As the “blood” of modern industry, oil is important primary energy. It not only plays an important role in basic necessities but also works as an indispensable strategic resource for national survival and development that promotes the economy and safeguards security. Drilling is a key step in oil and gas exploitation, in which overflow is one of the greatest threats to the safety of the operation. If it is not handled properly, the overflow will evolve into a blowout, resulting in wellbore scrapping, which will not only cause great economic losses but also endanger the lives, property, and safety of drilling workers and surrounding people. The most effective prevention approach is the early detection of overflow. Therefore, predicting the occurrence of overflow based on real-time drilling data can strive for precious time control overflow, to reduce safety risks timely and effectively.
In the traditional oil drilling technique, overflow is usually judged by the drilling engineers on the ground with relevant instrument data, by analyzing the changes in drilling feature parameters, such as standpipe pressure, inlet and outlet flow difference, and so on.

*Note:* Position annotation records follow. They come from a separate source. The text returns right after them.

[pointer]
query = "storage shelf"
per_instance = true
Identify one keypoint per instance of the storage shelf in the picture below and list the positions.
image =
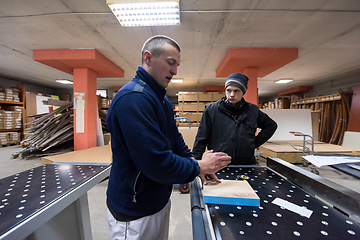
(12, 103)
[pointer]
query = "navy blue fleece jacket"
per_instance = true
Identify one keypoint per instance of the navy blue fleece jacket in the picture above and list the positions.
(149, 153)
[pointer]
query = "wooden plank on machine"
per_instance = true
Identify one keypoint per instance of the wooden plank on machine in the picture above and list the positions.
(230, 192)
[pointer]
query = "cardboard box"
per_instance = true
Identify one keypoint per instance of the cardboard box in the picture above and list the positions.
(190, 96)
(205, 97)
(217, 96)
(188, 107)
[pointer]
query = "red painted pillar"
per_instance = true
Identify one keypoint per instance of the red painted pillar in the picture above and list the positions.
(354, 115)
(252, 91)
(86, 106)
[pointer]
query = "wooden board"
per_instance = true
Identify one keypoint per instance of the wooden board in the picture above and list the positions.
(230, 192)
(288, 153)
(101, 154)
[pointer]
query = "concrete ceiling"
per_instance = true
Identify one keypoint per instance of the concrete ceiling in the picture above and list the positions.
(326, 32)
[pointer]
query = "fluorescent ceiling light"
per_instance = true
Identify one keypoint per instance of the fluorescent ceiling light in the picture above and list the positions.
(137, 13)
(177, 80)
(64, 81)
(284, 81)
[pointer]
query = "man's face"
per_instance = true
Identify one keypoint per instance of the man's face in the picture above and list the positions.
(233, 94)
(164, 67)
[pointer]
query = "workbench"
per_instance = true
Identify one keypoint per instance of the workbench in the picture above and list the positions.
(291, 151)
(49, 202)
(335, 216)
(95, 155)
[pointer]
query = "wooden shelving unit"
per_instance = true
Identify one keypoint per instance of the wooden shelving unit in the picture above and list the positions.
(313, 103)
(278, 103)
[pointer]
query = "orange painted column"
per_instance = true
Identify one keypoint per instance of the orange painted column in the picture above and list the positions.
(85, 108)
(252, 91)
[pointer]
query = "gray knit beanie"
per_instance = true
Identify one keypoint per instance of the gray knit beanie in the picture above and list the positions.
(238, 80)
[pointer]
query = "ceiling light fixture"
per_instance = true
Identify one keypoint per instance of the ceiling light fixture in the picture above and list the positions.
(64, 81)
(138, 13)
(283, 81)
(177, 80)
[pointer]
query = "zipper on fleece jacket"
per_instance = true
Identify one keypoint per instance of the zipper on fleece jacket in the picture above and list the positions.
(134, 188)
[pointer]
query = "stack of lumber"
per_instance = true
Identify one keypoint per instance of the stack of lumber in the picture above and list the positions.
(334, 119)
(48, 131)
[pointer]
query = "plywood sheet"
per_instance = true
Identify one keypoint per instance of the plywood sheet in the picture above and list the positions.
(297, 120)
(231, 192)
(101, 154)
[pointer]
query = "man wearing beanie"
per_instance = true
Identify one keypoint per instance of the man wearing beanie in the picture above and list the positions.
(229, 125)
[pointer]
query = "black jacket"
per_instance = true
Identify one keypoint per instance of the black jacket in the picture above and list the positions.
(228, 129)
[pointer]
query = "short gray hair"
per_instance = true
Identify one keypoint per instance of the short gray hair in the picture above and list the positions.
(155, 45)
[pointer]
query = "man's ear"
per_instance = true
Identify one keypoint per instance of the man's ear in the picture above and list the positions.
(147, 58)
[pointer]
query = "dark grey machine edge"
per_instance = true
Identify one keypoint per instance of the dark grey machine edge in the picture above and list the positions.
(342, 198)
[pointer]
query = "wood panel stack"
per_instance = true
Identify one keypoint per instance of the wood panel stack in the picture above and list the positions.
(12, 114)
(334, 114)
(192, 105)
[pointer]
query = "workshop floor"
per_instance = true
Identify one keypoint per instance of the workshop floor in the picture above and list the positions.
(180, 222)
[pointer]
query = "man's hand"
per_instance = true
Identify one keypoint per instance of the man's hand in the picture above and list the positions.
(211, 163)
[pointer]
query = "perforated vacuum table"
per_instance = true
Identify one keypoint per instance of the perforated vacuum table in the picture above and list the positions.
(50, 199)
(270, 221)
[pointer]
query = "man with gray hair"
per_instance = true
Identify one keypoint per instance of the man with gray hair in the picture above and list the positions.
(149, 153)
(229, 125)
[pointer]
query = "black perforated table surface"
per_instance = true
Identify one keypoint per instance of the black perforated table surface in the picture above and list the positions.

However, artificial judgment highly depends on the experience of engineers, and it brings great work pressure to the engineers. With the development of machine learning technology, more and more scholars construct machine-learning models to predict overflow risk. Hargreaves et al., (2001) analyzed deep-sea acoustic data to monitor overflow by Bayesian model and calculated the probability of overflow [
1]. Lian (2013) fused a rough set and support vector machine (RS-SVM) to monitor the occurrence of overflow [
2]. Lind et al., (2014) proposed a radial basis function (RBF) neural network based on the k-means clustering algorithm to predict drilling risk [
3]. Li et al., (2015) put forward a prediction method of the overflow based on the fuzzy expert system [
4]. Liang et al., (2018) proposed a fuzzy multilevel algorithm based on Particle swarm optimization (PSO) to optimize Support vector regression machine (SVR), and realized real-time dynamic evaluation of drilling risk [
5]. Liang et al., (2019) established a model for overflow diagnosis based on the monitoring of standpipe pressure and casing pressure in pressure wave transmission with the genetic algorithm and BP neural network (GA-BP). In this model, the genetic algorithm was used to accelerate the convergence speed of neural networks and avoid falling into the local extremum. The early diagnosis of drilling overflow was realized, and the misjudgment rate of drilling overflow was reduced [
6]. In the same year, based on the correlation between overflow accidents and the trend of casing pressure, Liang et al., proposed an intelligent early warning method for drilling overflow accidents based on an improved DBSCAN clustering method. The early warning method used the idea of time-series scanning and hierarchical rule clustering to improve the speed and accuracy of clustering [
7]. Zhu et al., (2019). collected data such as geological lithology, designed well structure, real-time drilling fluid performance, rock physical properties of backflow cuttings, and drilling engineering parameters to build an artificial neural network to predict the risk probability of stuck pipe [
8]. Sergey Borozdin et al., (2020) used deep learning method and created a drilling simulator, which makes it possible to recreate a digital twin of a real well and simulate an almost unlimited number of complications of various kinds on it [
9]. Mohammad Sabah et al., (2020) combined a number of heuristic search algorithms including genetic algorithm (GA), particle swarm size (PSO), and cuckoo search algorithm (COA), with multilayer perception (MLP) neural network and least square support vector machine (LSSVM) to present different hybrid algorithms in the prediction of lost circulation [
10]. Liu et al., (2021) developed a dynamic Bayesian network to create a dynamic risk assessment model for evaluating the safety of deep-water drilling operations [
11]. In the same year, Yin et al., applied a similar method to risk analysis of offshore blowout [
12], and Liang et al., established a random forest overflow accident identification and classification model based on bat algorithm optimization [
13]. Wang et al., (2022) proposed a drilling identification method based on optimized SVM [
14].
According to the above literature, machine-learning and deep-learning models, such as support vector machine (SVM), artificial neural network, long-term and short-term memory network (LSTM), and so on, become the main steam to predict overflow. The accuracy of these supervised learning-based methods highly depends on a large number of labeled training data. In practice, drilling data produced by one well is massive, and labeling data manually is time-consuming and heavily dependent on the experience of engineers. Besides, overflow data is very rare. The generalization ability limits the application of the above models in drilling engineering. Therefore, to solve the problem of the small amount of labeled data and a large number of unlabeled data, a semi-supervised learning model is proposed that can predict overflow with limited label data.